The deal for the Four Queens went bust when Downtown casinos negotiated a new contract with the Culinary Union.
But slot bar operator Terry Caudill is working to revive his purchase agreement of the club.
"The contract lopped a lot of dollars off the bottom line,’’ said broker David Atwell. "We’re trying to put it back together.’’
The new five-year Culinary contract will cost Downtown casinos $2.25 an hour more per worker. Though that’s roughly 30 percent less than the amount agreed to by Strip resorts it could be the difference between profit and loss for struggling clubs like the Four Queens.
Elsinore Corp., the hotel-casino’s parent company, reported without comment that its deal with Caudill fell through last month. Nevada regulators previously approved the sale of the 704-room property and awarded Caudill a license.
The local developer agreed in March to pay about $22 million, plus the value of cash on hand and assumption of some liabilities.

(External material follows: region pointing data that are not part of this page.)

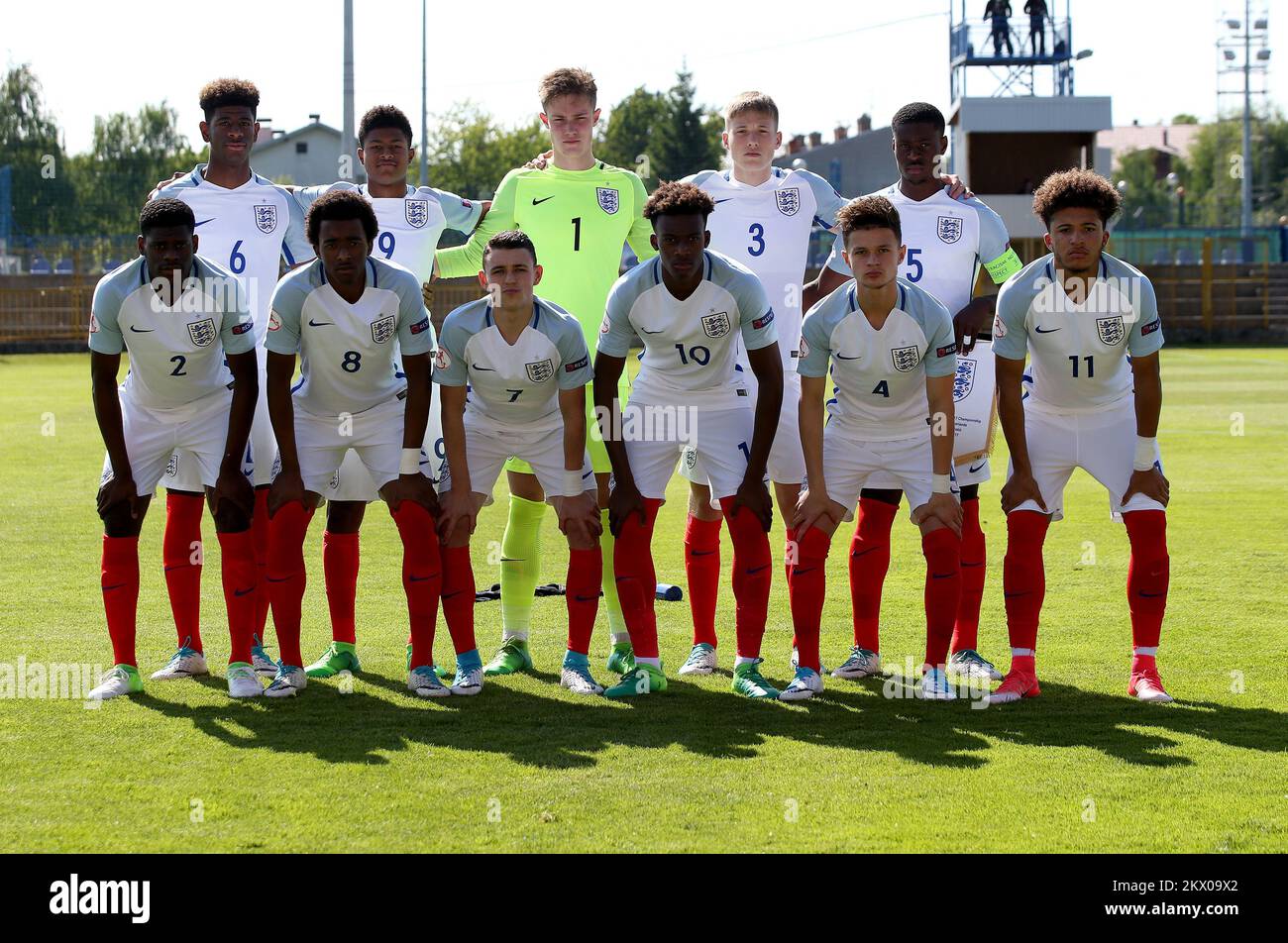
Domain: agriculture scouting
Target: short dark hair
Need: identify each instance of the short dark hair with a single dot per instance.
(868, 213)
(510, 239)
(677, 198)
(918, 114)
(384, 116)
(342, 204)
(165, 213)
(1081, 188)
(228, 91)
(567, 81)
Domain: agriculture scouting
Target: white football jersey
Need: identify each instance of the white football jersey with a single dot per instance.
(176, 352)
(347, 351)
(947, 241)
(880, 376)
(513, 385)
(248, 230)
(410, 226)
(1080, 351)
(767, 228)
(690, 347)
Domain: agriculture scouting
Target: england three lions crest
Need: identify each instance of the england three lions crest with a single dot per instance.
(1111, 330)
(715, 325)
(906, 359)
(789, 200)
(541, 371)
(965, 379)
(266, 218)
(417, 213)
(382, 329)
(202, 333)
(949, 228)
(609, 200)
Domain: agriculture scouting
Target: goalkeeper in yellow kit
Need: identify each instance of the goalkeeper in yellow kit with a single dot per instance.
(579, 213)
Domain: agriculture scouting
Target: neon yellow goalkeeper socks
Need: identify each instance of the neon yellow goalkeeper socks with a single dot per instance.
(520, 563)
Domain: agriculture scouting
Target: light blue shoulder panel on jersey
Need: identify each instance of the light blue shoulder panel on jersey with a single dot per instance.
(110, 294)
(415, 331)
(1010, 327)
(565, 331)
(819, 325)
(755, 316)
(936, 324)
(616, 334)
(1145, 335)
(459, 326)
(286, 308)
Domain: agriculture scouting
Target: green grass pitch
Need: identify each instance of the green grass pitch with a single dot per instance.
(528, 767)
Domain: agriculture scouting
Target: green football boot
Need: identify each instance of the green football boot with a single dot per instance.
(340, 656)
(642, 680)
(510, 657)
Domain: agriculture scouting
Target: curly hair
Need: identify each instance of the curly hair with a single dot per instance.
(677, 198)
(567, 81)
(165, 213)
(342, 204)
(384, 116)
(511, 239)
(751, 102)
(868, 213)
(228, 91)
(1081, 188)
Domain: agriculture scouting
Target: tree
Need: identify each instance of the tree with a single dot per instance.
(42, 196)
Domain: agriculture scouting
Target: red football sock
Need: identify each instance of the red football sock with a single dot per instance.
(974, 560)
(423, 577)
(181, 554)
(459, 596)
(870, 560)
(806, 585)
(752, 574)
(259, 535)
(286, 576)
(636, 579)
(585, 576)
(1022, 576)
(120, 583)
(702, 569)
(241, 590)
(1146, 575)
(340, 573)
(943, 553)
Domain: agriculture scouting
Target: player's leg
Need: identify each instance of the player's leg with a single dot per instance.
(1052, 457)
(700, 566)
(652, 463)
(1108, 449)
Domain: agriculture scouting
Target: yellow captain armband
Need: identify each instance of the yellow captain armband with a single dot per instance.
(1004, 265)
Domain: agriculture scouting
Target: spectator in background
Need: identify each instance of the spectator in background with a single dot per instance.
(1037, 12)
(999, 12)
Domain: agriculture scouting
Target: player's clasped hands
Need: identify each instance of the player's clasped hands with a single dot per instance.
(1020, 488)
(1150, 483)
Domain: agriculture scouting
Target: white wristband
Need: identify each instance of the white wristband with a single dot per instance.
(1145, 453)
(574, 483)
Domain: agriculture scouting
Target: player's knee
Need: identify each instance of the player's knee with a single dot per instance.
(884, 495)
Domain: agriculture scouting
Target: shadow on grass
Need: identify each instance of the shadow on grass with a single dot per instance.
(557, 732)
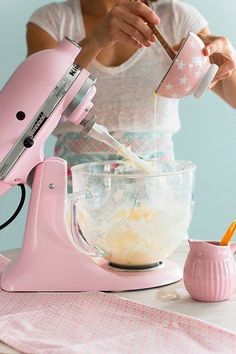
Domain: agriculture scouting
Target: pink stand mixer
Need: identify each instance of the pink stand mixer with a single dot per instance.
(46, 88)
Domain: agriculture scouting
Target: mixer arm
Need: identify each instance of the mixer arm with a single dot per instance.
(46, 88)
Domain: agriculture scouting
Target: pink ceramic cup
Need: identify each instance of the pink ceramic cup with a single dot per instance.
(190, 73)
(210, 271)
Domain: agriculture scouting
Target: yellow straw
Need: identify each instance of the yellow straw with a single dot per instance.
(229, 233)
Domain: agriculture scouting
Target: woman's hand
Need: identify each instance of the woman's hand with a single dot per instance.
(220, 52)
(126, 22)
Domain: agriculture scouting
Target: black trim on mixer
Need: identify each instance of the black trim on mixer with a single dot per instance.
(18, 209)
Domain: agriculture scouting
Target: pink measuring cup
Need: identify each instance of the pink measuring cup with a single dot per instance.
(210, 271)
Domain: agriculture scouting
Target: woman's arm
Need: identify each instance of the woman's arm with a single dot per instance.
(126, 22)
(222, 53)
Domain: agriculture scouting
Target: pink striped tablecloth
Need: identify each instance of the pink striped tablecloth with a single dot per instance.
(94, 323)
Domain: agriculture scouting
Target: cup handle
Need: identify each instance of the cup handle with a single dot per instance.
(75, 233)
(233, 247)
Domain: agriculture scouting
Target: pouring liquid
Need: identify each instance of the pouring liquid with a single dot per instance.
(99, 132)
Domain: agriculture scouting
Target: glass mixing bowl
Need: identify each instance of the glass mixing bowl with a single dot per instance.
(132, 219)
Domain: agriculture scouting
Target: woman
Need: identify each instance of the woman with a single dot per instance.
(123, 53)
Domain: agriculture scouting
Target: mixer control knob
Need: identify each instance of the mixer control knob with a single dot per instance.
(28, 142)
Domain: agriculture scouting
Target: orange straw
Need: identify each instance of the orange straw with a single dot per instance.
(229, 233)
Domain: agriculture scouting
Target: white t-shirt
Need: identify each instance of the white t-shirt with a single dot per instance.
(124, 100)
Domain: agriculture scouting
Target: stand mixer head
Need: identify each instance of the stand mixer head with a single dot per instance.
(46, 88)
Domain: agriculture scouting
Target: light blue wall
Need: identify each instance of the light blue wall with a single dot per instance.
(207, 136)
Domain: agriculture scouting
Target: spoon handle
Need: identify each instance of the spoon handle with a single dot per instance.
(171, 53)
(229, 233)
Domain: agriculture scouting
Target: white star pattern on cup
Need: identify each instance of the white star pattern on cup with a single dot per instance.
(197, 61)
(169, 87)
(188, 89)
(197, 74)
(181, 65)
(192, 45)
(183, 80)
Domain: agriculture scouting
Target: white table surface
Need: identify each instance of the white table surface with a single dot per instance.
(174, 298)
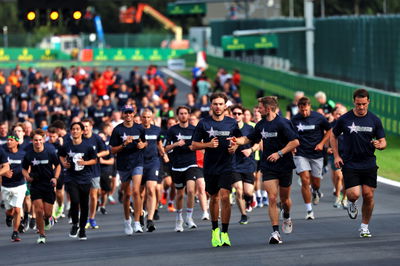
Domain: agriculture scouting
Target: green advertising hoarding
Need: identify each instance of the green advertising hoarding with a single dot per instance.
(31, 54)
(186, 9)
(231, 43)
(139, 54)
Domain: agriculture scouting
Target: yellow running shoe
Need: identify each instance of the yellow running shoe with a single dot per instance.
(225, 240)
(216, 238)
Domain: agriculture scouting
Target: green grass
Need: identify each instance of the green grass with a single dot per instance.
(387, 160)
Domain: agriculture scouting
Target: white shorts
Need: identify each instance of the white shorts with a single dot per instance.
(306, 164)
(13, 196)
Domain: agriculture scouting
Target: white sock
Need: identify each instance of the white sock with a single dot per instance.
(189, 212)
(364, 226)
(179, 214)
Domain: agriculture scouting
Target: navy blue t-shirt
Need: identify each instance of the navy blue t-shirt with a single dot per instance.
(243, 164)
(275, 135)
(42, 166)
(72, 152)
(130, 156)
(217, 160)
(151, 151)
(358, 132)
(181, 157)
(311, 132)
(98, 145)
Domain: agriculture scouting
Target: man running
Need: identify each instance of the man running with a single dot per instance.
(184, 166)
(212, 134)
(42, 168)
(314, 131)
(279, 140)
(128, 141)
(362, 134)
(77, 155)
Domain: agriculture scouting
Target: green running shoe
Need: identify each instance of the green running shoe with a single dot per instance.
(216, 238)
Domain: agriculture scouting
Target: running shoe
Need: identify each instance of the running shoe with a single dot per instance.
(137, 228)
(128, 227)
(9, 220)
(352, 210)
(243, 219)
(82, 234)
(345, 204)
(74, 231)
(32, 223)
(337, 204)
(48, 223)
(275, 238)
(150, 226)
(59, 212)
(205, 216)
(265, 201)
(216, 238)
(287, 226)
(156, 215)
(364, 232)
(103, 210)
(171, 207)
(310, 215)
(225, 240)
(190, 223)
(41, 239)
(15, 237)
(179, 226)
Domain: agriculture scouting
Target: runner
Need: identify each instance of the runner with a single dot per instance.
(100, 148)
(279, 140)
(128, 141)
(41, 167)
(184, 166)
(314, 131)
(362, 134)
(212, 135)
(77, 155)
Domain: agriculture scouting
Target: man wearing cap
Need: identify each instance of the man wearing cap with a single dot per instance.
(128, 141)
(13, 186)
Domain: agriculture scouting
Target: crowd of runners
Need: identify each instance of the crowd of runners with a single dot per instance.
(74, 140)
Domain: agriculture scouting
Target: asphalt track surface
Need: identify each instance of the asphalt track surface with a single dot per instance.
(331, 239)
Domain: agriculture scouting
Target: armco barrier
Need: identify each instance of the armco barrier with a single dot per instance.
(386, 105)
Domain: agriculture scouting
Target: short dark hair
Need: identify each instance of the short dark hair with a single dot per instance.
(216, 95)
(304, 101)
(183, 107)
(360, 93)
(77, 123)
(271, 101)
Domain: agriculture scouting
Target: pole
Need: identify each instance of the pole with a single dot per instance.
(309, 19)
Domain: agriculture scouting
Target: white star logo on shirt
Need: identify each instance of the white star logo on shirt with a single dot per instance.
(300, 127)
(124, 137)
(353, 128)
(212, 133)
(264, 134)
(35, 162)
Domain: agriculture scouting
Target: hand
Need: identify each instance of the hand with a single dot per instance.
(273, 157)
(180, 143)
(319, 147)
(247, 152)
(141, 145)
(232, 148)
(53, 182)
(214, 143)
(338, 162)
(9, 174)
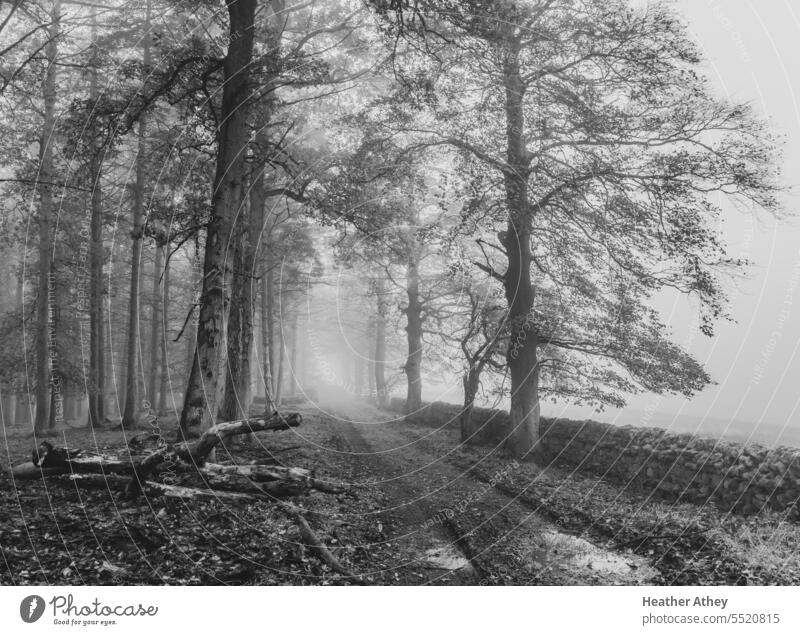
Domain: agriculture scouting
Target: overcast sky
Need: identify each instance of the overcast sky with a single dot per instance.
(753, 55)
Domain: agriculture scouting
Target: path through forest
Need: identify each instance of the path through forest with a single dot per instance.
(448, 525)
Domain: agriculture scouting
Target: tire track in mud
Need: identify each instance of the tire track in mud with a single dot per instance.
(414, 513)
(492, 525)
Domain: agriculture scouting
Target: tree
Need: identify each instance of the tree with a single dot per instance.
(131, 415)
(597, 133)
(45, 327)
(201, 400)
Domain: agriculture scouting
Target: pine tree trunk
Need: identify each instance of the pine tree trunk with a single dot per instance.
(381, 392)
(130, 416)
(202, 399)
(97, 370)
(293, 359)
(413, 365)
(44, 324)
(266, 342)
(471, 381)
(10, 408)
(522, 353)
(155, 326)
(191, 325)
(238, 396)
(165, 390)
(280, 350)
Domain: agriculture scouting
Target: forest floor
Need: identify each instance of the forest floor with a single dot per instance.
(419, 509)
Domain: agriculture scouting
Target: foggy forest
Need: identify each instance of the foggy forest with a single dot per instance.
(289, 290)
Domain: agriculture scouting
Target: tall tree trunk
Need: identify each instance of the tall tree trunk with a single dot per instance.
(10, 407)
(471, 381)
(293, 359)
(165, 390)
(201, 403)
(266, 340)
(191, 324)
(522, 360)
(280, 351)
(44, 312)
(273, 351)
(413, 365)
(381, 392)
(155, 328)
(97, 369)
(238, 396)
(130, 416)
(358, 371)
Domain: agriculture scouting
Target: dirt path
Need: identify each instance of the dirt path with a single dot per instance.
(445, 525)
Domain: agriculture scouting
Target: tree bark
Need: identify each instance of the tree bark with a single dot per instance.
(97, 370)
(202, 399)
(238, 392)
(293, 352)
(381, 392)
(522, 360)
(266, 340)
(471, 381)
(130, 416)
(165, 390)
(44, 312)
(155, 325)
(413, 365)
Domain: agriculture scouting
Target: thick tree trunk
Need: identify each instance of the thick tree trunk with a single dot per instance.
(191, 326)
(381, 392)
(269, 316)
(293, 359)
(266, 339)
(44, 311)
(130, 416)
(97, 366)
(155, 325)
(413, 365)
(522, 360)
(165, 389)
(371, 359)
(238, 394)
(202, 399)
(281, 355)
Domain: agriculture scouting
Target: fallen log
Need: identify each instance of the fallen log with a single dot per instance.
(196, 452)
(151, 488)
(317, 547)
(261, 476)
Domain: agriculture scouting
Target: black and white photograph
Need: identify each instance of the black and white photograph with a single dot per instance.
(399, 293)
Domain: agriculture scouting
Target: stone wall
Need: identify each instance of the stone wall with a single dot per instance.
(677, 467)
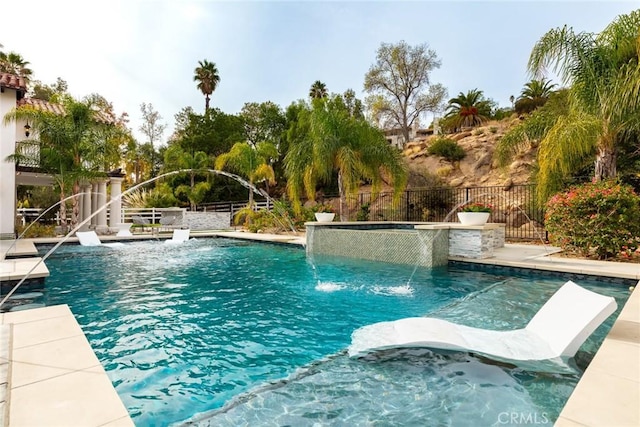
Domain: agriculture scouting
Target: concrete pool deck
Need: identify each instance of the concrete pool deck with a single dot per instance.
(50, 365)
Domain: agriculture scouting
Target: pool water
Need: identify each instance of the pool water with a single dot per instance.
(222, 332)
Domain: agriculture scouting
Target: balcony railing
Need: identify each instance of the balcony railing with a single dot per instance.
(30, 153)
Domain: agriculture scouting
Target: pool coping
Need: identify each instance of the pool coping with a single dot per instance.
(607, 394)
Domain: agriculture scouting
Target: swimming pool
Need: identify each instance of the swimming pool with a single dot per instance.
(253, 329)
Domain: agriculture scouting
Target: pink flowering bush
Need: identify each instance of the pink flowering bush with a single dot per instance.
(601, 219)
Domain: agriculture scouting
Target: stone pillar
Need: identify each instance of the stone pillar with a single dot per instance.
(101, 222)
(86, 204)
(115, 217)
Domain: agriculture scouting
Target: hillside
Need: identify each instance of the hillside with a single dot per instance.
(478, 168)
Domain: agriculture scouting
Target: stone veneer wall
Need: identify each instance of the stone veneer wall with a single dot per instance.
(424, 247)
(207, 220)
(476, 242)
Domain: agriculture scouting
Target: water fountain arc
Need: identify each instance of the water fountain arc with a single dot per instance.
(58, 203)
(239, 179)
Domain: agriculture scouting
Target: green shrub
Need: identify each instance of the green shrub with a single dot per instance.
(447, 148)
(363, 212)
(595, 219)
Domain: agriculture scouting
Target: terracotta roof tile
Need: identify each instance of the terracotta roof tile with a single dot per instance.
(42, 105)
(11, 81)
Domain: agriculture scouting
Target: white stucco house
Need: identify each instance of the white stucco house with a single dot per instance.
(18, 135)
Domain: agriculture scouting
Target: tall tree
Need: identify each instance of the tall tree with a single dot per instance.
(399, 85)
(318, 90)
(603, 107)
(603, 69)
(469, 109)
(14, 63)
(537, 89)
(152, 127)
(175, 158)
(206, 74)
(73, 145)
(49, 92)
(254, 163)
(263, 122)
(329, 141)
(213, 132)
(534, 95)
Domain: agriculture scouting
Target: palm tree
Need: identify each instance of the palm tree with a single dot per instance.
(73, 146)
(330, 141)
(537, 89)
(252, 163)
(14, 63)
(604, 73)
(318, 90)
(206, 74)
(470, 109)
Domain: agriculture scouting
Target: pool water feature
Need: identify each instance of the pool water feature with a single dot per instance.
(219, 331)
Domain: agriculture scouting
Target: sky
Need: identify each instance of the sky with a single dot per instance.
(139, 51)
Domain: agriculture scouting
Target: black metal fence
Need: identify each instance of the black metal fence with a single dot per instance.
(515, 206)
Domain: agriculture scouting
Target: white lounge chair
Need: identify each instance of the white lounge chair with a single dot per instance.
(179, 236)
(90, 238)
(555, 333)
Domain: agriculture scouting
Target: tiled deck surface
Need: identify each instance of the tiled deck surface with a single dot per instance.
(55, 379)
(54, 369)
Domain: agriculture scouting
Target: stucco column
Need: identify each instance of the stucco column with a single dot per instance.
(8, 138)
(86, 204)
(94, 204)
(115, 217)
(101, 223)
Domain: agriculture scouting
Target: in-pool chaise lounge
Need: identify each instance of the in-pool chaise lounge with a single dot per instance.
(179, 236)
(90, 238)
(556, 332)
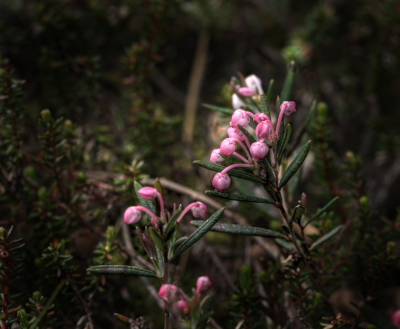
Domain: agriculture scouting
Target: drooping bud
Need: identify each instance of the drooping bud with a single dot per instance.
(235, 132)
(228, 146)
(237, 103)
(264, 130)
(216, 157)
(168, 292)
(221, 181)
(288, 108)
(132, 215)
(254, 83)
(239, 117)
(148, 193)
(200, 210)
(246, 92)
(258, 150)
(203, 283)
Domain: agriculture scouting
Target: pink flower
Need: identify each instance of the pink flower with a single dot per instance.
(148, 193)
(235, 132)
(288, 108)
(246, 92)
(258, 150)
(396, 318)
(168, 292)
(216, 157)
(132, 215)
(228, 146)
(237, 103)
(199, 210)
(254, 83)
(239, 117)
(265, 130)
(203, 283)
(221, 181)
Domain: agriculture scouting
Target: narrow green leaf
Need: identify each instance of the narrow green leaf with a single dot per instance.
(224, 110)
(288, 85)
(326, 237)
(120, 270)
(322, 210)
(295, 164)
(241, 230)
(239, 197)
(286, 138)
(171, 223)
(233, 172)
(143, 202)
(376, 318)
(200, 232)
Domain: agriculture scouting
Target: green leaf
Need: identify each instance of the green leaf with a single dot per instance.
(288, 85)
(143, 202)
(326, 237)
(295, 164)
(200, 232)
(241, 230)
(233, 172)
(286, 137)
(322, 210)
(239, 197)
(224, 110)
(120, 270)
(376, 318)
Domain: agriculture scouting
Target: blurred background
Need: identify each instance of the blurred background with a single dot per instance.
(131, 76)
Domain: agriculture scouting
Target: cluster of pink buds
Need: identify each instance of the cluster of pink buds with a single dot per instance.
(172, 296)
(265, 131)
(134, 214)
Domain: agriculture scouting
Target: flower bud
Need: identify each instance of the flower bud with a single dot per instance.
(203, 283)
(235, 132)
(254, 83)
(132, 215)
(264, 130)
(258, 150)
(228, 146)
(246, 92)
(396, 318)
(237, 103)
(239, 117)
(216, 157)
(200, 210)
(168, 292)
(288, 107)
(148, 193)
(221, 181)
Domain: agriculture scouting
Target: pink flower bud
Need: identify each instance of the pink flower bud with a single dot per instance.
(246, 92)
(262, 117)
(264, 130)
(396, 318)
(258, 150)
(221, 181)
(182, 306)
(237, 103)
(168, 292)
(216, 157)
(203, 283)
(228, 146)
(254, 83)
(200, 210)
(288, 108)
(132, 215)
(235, 132)
(239, 117)
(148, 193)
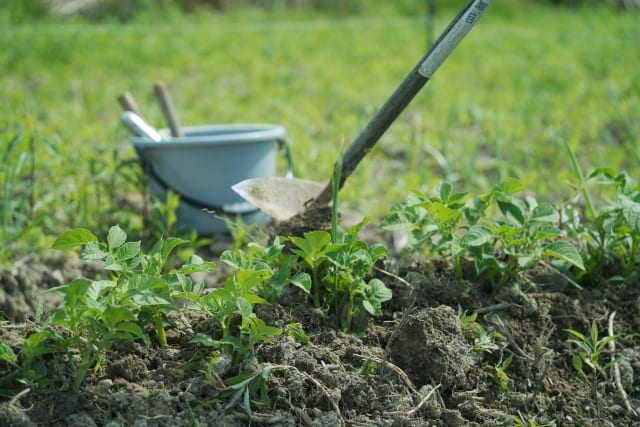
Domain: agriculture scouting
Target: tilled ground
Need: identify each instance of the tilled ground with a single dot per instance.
(415, 365)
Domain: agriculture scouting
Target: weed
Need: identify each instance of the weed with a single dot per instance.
(483, 341)
(245, 388)
(588, 353)
(20, 215)
(499, 376)
(29, 369)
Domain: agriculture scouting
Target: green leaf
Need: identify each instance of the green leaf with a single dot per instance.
(128, 250)
(511, 186)
(132, 328)
(72, 238)
(149, 291)
(244, 307)
(477, 235)
(94, 250)
(512, 211)
(564, 251)
(311, 245)
(398, 221)
(631, 212)
(76, 291)
(7, 354)
(97, 288)
(205, 340)
(376, 293)
(116, 237)
(114, 315)
(294, 330)
(303, 281)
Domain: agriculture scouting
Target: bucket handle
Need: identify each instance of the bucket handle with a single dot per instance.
(284, 149)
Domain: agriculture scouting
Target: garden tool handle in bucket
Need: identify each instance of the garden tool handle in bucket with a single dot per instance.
(284, 148)
(417, 78)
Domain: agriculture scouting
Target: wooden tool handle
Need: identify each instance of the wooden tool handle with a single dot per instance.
(169, 112)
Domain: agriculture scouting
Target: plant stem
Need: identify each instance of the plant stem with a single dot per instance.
(349, 316)
(583, 182)
(159, 325)
(316, 287)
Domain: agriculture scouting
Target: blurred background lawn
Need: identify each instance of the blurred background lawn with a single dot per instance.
(529, 76)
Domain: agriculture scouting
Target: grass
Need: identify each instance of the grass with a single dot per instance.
(526, 79)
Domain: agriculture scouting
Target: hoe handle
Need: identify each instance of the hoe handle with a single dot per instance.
(417, 78)
(168, 110)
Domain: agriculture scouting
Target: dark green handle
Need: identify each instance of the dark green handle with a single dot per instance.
(417, 78)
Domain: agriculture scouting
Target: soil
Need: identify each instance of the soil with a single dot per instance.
(413, 366)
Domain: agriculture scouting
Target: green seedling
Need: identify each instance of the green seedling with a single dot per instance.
(483, 341)
(435, 222)
(312, 250)
(452, 229)
(351, 291)
(589, 350)
(93, 325)
(137, 280)
(275, 268)
(528, 235)
(29, 369)
(614, 235)
(339, 272)
(236, 298)
(499, 376)
(98, 313)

Atwell, president of Resort Properties of America, told GamingToday that Caudill is still very much in the game. "All the licensing has been done. Anyone else would have to start from scratch,’’ he said, noting that negotiations are proceeding quietly.
The 36-year-old Four Queens has been left at the altar before. Two years ago, PDS Gaming backed out of a $30 million deal to buy the property from Elsinore.
Another Downtown operator, speaking privately, calculates that Elsinore was asking too much before the Culinary talks. That price gap has only widened since the Culinary settlement, he said.